Trapping Rain Water

The problem description can be found in LeetCode.

Approach

An easy way to think about this problem is to first understand how much water a single location can contain.

For each position, the amount of water is bounded to the minimum value between the maximum height on the left and on the right, minus its height. In fact, think of a single cell of height 0 with their corresponding maximum left and right heights equal to n. That cell can contain n - h = n - 0 = n amount of water.

So, a naive implementation would consist of calculating the maximum left and right and then calculate the amount of trapped water by summing up all the water that can be contained in every cell:

from typing import List


class Solution:
    def trap(self, heights: List[int]) -> int:
        max_left = [0] * len(heights)
        max_right = [0] * len(heights)

        ml = 0
        for i in range(len(heights)):
            max_left[i] = ml
            ml = max(ml, heights[i])

        mr = 0
        for i in range(len(heights) - 1, -1, -1):
            max_right[i] = mr
            mr = max(mr, heights[i])

        ans = 0
        for i in range(len(heights)):
            trapped_water = min(max_left[i], max_right[i]) - heights[i]
            ans += max(trapped_water, 0)

        return ans

This would require $O(n)$ for both time and space.

However, there is a better approach, which does not require this additional space. In fact, we only care about finding a higher height either on left or right for the single cell.

At every cell, if we increment the left pointer, it means that there is a higher height on the right. Alternatively, we could increment the right one if the left pointer points to a higher height value.

This means that we do not actually care about higher height which is either on the left or on the right.
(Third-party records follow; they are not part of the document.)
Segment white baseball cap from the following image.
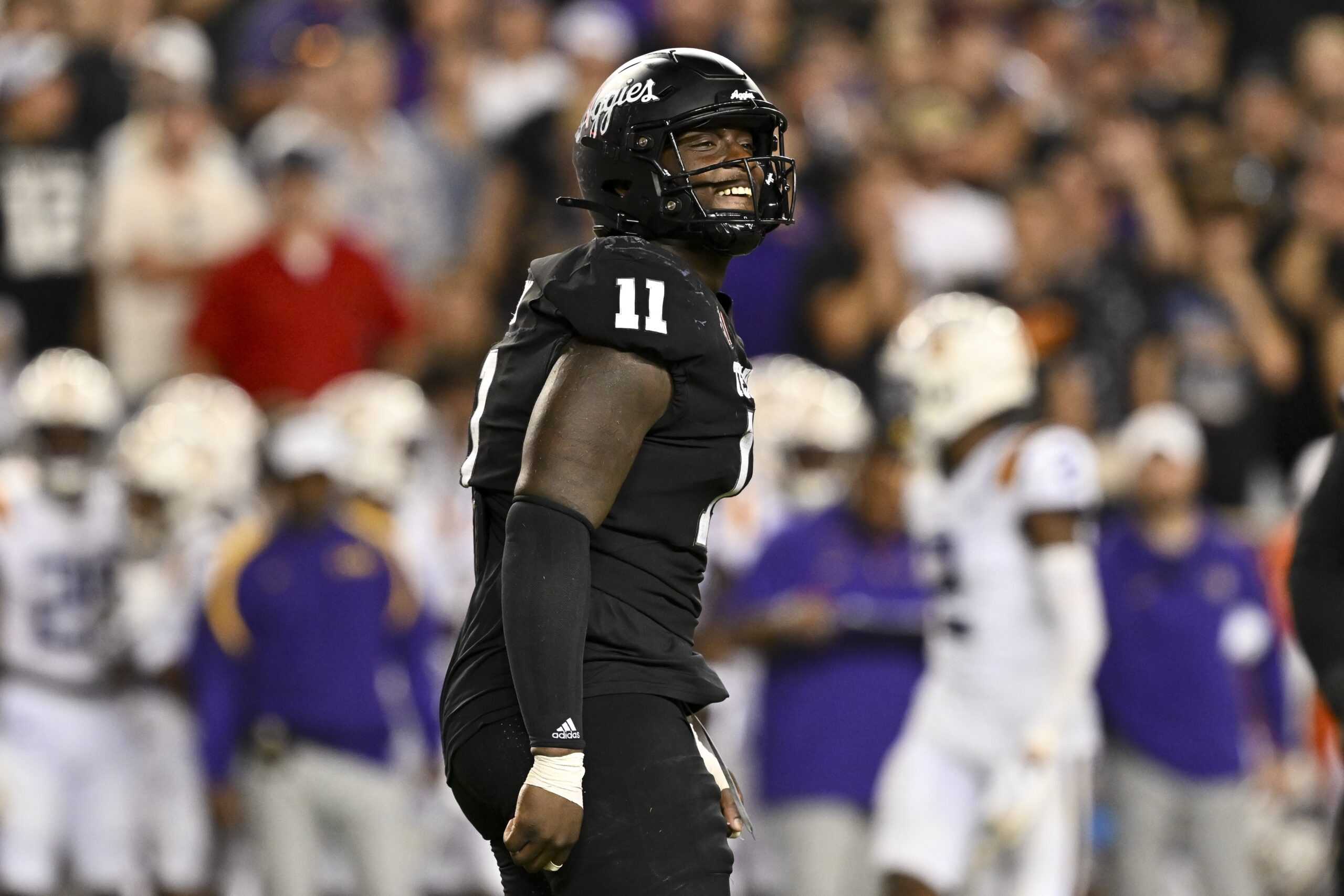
[266,411,350,480]
[1117,402,1204,473]
[132,16,215,93]
[0,32,70,102]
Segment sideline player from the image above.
[0,348,134,894]
[875,293,1105,896]
[441,50,794,896]
[114,373,262,896]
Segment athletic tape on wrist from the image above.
[688,723,732,790]
[523,752,583,807]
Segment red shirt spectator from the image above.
[190,236,408,404]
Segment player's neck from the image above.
[942,416,1008,473]
[1138,505,1203,556]
[658,239,732,293]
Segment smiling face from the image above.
[663,125,762,214]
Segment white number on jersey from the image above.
[615,277,668,336]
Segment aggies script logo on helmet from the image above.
[579,78,658,137]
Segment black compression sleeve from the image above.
[501,497,593,750]
[1289,434,1344,713]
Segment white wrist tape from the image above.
[523,752,583,806]
[691,725,731,790]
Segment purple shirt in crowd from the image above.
[1097,517,1287,779]
[731,508,925,809]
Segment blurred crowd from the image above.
[0,0,1344,896]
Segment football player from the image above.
[313,371,495,893]
[441,50,794,896]
[875,293,1105,896]
[114,375,262,894]
[0,348,134,893]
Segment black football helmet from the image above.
[556,50,796,255]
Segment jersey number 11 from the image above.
[615,277,668,336]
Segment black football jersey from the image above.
[441,235,755,755]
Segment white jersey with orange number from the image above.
[0,461,124,688]
[907,426,1101,762]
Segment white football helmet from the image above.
[12,348,122,498]
[880,293,1036,445]
[750,355,875,512]
[139,373,266,509]
[313,371,430,505]
[14,348,122,433]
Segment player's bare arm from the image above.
[514,340,672,526]
[504,340,672,872]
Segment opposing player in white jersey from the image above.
[875,293,1105,896]
[313,371,499,893]
[0,349,134,894]
[114,375,265,896]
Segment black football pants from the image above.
[449,694,732,896]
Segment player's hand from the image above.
[504,785,583,873]
[209,783,243,830]
[769,593,840,648]
[719,787,743,840]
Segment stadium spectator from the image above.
[227,0,382,127]
[1154,207,1298,508]
[187,153,408,407]
[94,19,265,396]
[251,29,445,283]
[891,89,1017,298]
[411,47,490,269]
[1097,404,1287,896]
[729,447,925,896]
[194,413,438,896]
[469,0,574,141]
[0,32,94,356]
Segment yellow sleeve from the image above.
[343,498,421,629]
[206,517,270,656]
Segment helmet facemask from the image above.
[556,48,797,255]
[650,114,797,255]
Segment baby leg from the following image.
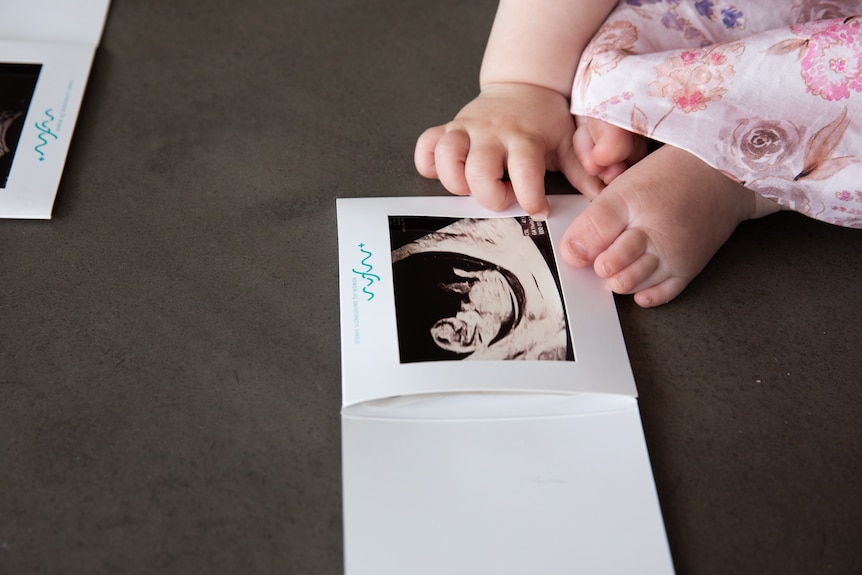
[562,145,779,307]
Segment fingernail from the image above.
[530,210,551,222]
[569,240,587,263]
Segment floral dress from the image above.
[572,0,862,228]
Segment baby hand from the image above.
[414,83,602,219]
[574,116,647,192]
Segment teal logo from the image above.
[350,244,380,301]
[33,108,58,162]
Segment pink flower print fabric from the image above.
[572,0,862,228]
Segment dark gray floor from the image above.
[0,0,862,575]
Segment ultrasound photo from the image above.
[0,63,42,188]
[389,216,574,363]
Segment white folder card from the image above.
[337,195,673,575]
[0,0,108,219]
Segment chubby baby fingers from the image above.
[413,126,446,180]
[507,139,550,220]
[434,130,470,196]
[464,143,515,210]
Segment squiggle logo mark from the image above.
[33,108,58,162]
[350,244,380,301]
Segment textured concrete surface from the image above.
[0,0,862,575]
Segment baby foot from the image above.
[562,145,780,307]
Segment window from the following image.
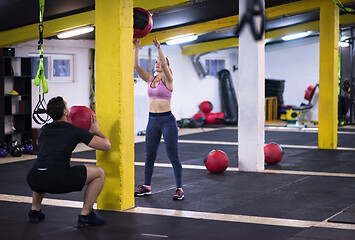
[30,54,74,82]
[134,58,155,78]
[205,59,225,76]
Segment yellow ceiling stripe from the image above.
[0,11,95,47]
[141,16,238,46]
[181,14,355,55]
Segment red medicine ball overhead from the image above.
[205,149,229,173]
[68,106,95,130]
[133,8,153,38]
[264,143,284,165]
[198,101,213,114]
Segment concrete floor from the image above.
[0,127,355,240]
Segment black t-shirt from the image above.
[33,121,94,168]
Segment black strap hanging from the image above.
[32,0,50,125]
[235,0,265,41]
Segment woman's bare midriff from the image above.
[149,98,171,113]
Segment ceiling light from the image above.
[282,32,309,41]
[166,35,198,45]
[339,42,350,47]
[57,26,94,39]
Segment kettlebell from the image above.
[8,140,23,157]
[23,139,33,153]
[11,146,22,157]
[0,143,8,157]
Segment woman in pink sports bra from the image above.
[133,37,184,200]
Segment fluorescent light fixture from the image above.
[57,26,94,39]
[166,35,198,45]
[282,32,309,41]
[339,42,350,47]
[339,37,350,47]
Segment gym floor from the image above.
[0,127,355,240]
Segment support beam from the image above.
[141,15,239,46]
[181,14,355,55]
[0,0,353,47]
[318,0,339,149]
[237,0,265,172]
[134,0,188,10]
[265,0,354,20]
[95,0,134,210]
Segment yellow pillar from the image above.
[318,0,339,149]
[95,0,134,210]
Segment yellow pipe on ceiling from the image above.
[181,14,355,55]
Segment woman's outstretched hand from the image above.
[153,36,160,49]
[133,38,141,48]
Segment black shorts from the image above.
[27,165,87,193]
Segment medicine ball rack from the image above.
[0,49,32,143]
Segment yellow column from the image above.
[95,0,134,210]
[318,0,339,149]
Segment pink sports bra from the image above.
[147,77,171,100]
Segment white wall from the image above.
[13,37,319,133]
[12,40,95,128]
[265,37,319,105]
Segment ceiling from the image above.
[0,0,355,50]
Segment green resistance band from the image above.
[34,0,48,93]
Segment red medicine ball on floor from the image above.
[205,149,229,173]
[215,112,224,123]
[133,8,153,38]
[192,113,206,120]
[264,143,284,165]
[68,106,95,130]
[198,101,213,114]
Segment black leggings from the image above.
[144,111,182,188]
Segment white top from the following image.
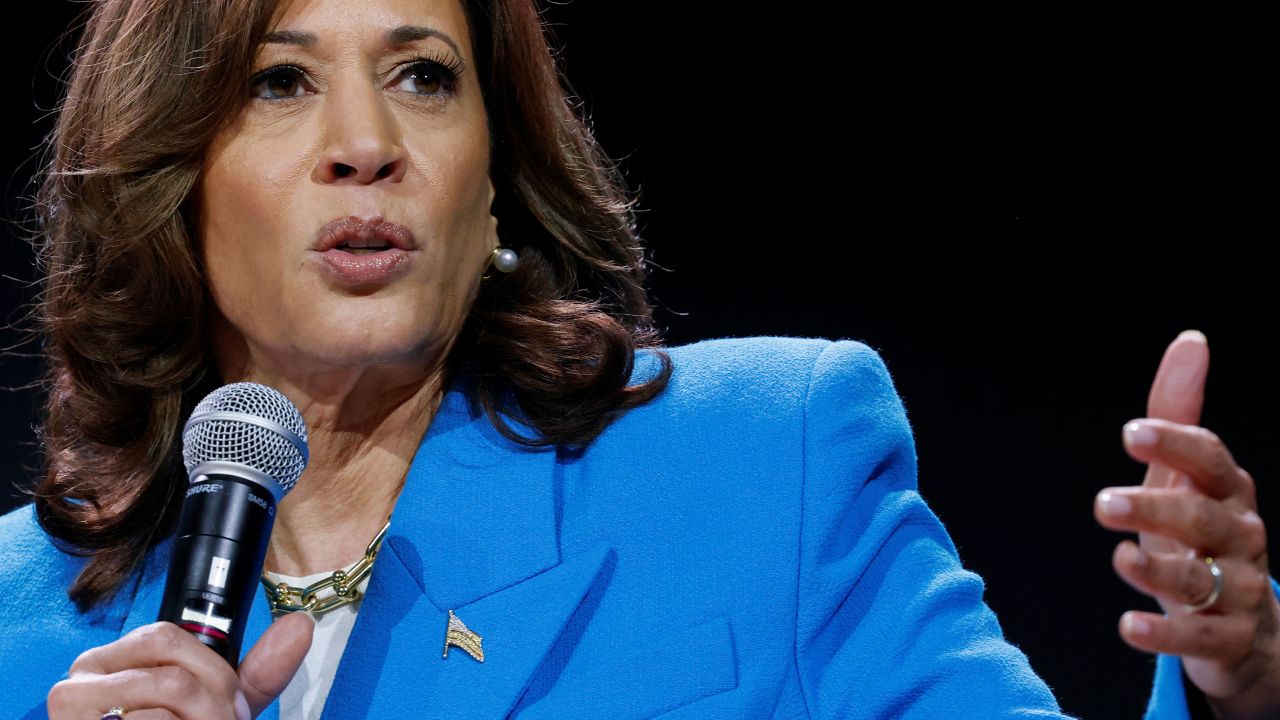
[266,560,370,720]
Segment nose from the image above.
[316,80,407,184]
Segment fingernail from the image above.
[1120,612,1151,635]
[1124,420,1158,447]
[236,691,253,720]
[1098,492,1133,516]
[1129,544,1147,568]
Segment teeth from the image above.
[338,237,389,250]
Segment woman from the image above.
[0,0,1276,719]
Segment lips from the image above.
[312,215,417,287]
[314,215,417,252]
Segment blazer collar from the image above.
[120,377,612,720]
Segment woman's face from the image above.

We just know that there is one, which means that the cell could contain some water.

Solution

from typing import List


class Solution:
    def trap(self, heights: List[int]) -> int:
        left, right = 0, len(heights) - 1
        left_max, right_max = heights[left], heights[right]
        ans = 0

        while left < right:
            if left_max < right_max:
                # there is a higher height on the `right`,
                # which means that the `left` pointer contains
                # a smaller value
                #
                # this would be an implicit `min(max_left[i], max_right[i])`
                # as we did in the previous implementation
                left += 1
                left_max = max(left_max, heights[left])
                ans += left_max - heights[left]
            else:
                # check the considerations above
                right -= 1
                right_max = max(right_max, heights[right])
                ans += right_max - heights[right]

        return ans

Complexity

• Time: $O(n)$
• Space: $O(1)$

Where $n$ is the size of the heights list.